Shares of theme-park company Six Flags Entertainment (SIX -1.58%) fell 20.1% in September, according to data provided by S&P Global Market Intelligence. There was little company-specific news during the month, which is why it barely moved for much of September. However, late in the month, inflation fears rose, and Six Flags stock consequently fell. Here's why inflation is a big deal for this company.
According to the U.S. Bureau of Labor Statistics, inflation for the year leading up to August was 8.3%. This number was reported on Sept. 13, and Six Flags' stock moved little then. Perhaps it was because these inflation numbers look backwards and don't really tell where things are headed.
However, on Sept. 21, Federal Reserve chairman Jerome Powell announced that it was raising interest rates by 0.75% -- a historically aggressive raise -- to get inflation under control. The magnitude of this hike evoked a reaction from the market because it suggests inflation rages on and is difficult to tame.

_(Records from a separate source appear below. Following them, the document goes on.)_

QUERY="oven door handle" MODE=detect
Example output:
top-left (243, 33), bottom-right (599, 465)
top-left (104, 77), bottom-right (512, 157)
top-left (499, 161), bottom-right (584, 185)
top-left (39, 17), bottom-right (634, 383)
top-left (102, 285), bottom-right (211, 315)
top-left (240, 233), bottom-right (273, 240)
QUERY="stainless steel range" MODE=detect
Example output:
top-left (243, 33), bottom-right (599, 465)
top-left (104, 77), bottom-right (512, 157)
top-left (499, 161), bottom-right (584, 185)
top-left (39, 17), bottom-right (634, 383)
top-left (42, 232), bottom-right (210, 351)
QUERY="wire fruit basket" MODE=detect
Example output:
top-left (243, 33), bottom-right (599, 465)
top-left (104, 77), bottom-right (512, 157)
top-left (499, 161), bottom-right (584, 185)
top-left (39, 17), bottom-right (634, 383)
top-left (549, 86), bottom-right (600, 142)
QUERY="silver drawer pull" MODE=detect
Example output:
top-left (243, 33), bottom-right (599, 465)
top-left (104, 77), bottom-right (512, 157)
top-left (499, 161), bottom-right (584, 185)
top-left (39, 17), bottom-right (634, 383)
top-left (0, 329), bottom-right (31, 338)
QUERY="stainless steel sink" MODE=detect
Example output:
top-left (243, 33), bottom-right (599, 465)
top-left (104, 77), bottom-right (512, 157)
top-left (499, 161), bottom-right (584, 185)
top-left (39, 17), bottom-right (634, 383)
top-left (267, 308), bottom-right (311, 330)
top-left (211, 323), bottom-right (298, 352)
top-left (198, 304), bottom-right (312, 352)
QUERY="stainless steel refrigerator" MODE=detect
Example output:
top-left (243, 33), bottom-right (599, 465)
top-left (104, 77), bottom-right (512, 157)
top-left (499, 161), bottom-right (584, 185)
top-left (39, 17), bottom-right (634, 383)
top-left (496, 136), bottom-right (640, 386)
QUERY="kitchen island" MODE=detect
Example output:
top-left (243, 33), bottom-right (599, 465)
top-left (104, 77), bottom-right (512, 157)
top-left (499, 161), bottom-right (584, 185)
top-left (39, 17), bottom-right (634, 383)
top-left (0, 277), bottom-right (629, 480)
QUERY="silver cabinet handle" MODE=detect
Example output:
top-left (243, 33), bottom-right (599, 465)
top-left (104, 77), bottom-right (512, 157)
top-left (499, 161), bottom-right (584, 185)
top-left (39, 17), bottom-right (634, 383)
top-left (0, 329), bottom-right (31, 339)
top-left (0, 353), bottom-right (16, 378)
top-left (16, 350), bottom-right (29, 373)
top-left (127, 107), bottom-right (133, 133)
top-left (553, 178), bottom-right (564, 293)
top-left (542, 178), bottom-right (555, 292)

For consumer discretionary companies like Six Flags, the implications are bad. The cost for necessities like food and gas are going up, leaving less money in the end for extras like theme-park admission. Indeed, Six Flags' own results back this view up: In the quarter that ended on July 3, attendance at Six Flags' theme parks was down 22% year over year to just 6.7 million people.
Assuming inflation persists, consumer discretionary budgets will get stretched further. And if that happens, attendance could drop more at Six Flags during its crucial peak season. This scenario appeared to be front-of-mind for investors in September, and it's why Six Flags' stock was down 20%, losing to the market's drop of 9%.
Some perspective is needed to contextualize the drop in attendance for Six Flags. Management is actively trying to make this happen by keeping ticket prices high. A less-crowded park improves the overall experience, which is what the company wants.
Six Flags is also trying to improve in-park spending to make up for the difference from lost ticket sales. In the second quarter of 2022, spending per capita -- which includes tickets and in-park spending on items including food -- was up 23% year over year. Therefore, on one hand, you can say that Six Flags management is executing its strategy.
However, the gains in spending per capita don't entirely negate concerns over inflation. Moreover, Six Flags wants lower attendance -- but not this low. Management said its attendance is 10% to 15% below what it considers to be optimal levels for maximum guest experience and revenue.
Therefore, it's important for Six Flags to see its attendance numbers come up in the third quarter. But that may be a challenge, given the weakening economy. However, if Six Flags proves its strategy works while the economy softens this year, this could turn out to be a great stock to buy.